Baca artikel IDN Times lainnya di IDN App
For
You

Ekonomi China Tumbuh 5,4 Persen Meski Ancaman Tarif AS Membayangi

ilustrasi bendera China (pexels.com/aboodi vesakaran)

Jakarta, IDN Times – Produk domestik bruto (PDB) China pada kuartal pertama 2025 mencatat pertumbuhan sebesar 5,4 persen secara tahunan. Angka ini melampaui ekspektasi survei Reuters yang memprediksi kenaikan 5,1 persen. Momentum pemulihan masih terjaga sejak akhir 2024 berkat dorongan stimulus kebijakan secara luas.
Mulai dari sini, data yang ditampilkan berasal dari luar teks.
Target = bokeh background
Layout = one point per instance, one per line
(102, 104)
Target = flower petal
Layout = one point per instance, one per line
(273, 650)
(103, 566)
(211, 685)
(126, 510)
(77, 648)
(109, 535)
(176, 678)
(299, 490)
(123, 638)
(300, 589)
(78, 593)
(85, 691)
Data Biro Statistik Nasional (NBS) pada Rabu (16/4/2025) mencatat penjualan ritel pada Maret naik 5,9 persen dibandingkan tahun lalu. Angka tersebut mengalahkan prediksi analis yang hanya memperkirakan kenaikan 4,2 persen. Produksi industri juga naik 7,7 persen, melebihi estimasi 5,8 persen.

“Ekonomi China memulai tahun dengan baik dan stabil,” kata Sheng Laiyun, Wakil Biro Statistik, dikutip dari South China Morning Post, Rabu (16/4). Ia menambahkan bahwa peran inovasi dalam mendorong pertumbuhan semakin besar.

1. Investasi aset tetap naik, tapi sektor properti makin tertekan

ilustrasi pertumbuhan ekonomi (IDN Times/Aditya Pratama)

Investasi aset tetap China naik 4,2 persen sepanjang kuartal pertama 2025. Angka tersebut sedikit di atas perkiraan Reuters yang memperkirakan pertumbuhan 4,1 persen. Namun, sektor properti masih menjadi beban karena mengalami penurunan tajam.

Di dalam komponen investasi tetap, sektor real estat turun 9,9 persen secara tahunan hingga Maret. Sebaliknya, investasi pada infrastruktur dan manufaktur menunjukkan percepatan. Pemerintah tampaknya mengarahkan stimulus ke sektor-sektor ini untuk menopang momentum pemulihan.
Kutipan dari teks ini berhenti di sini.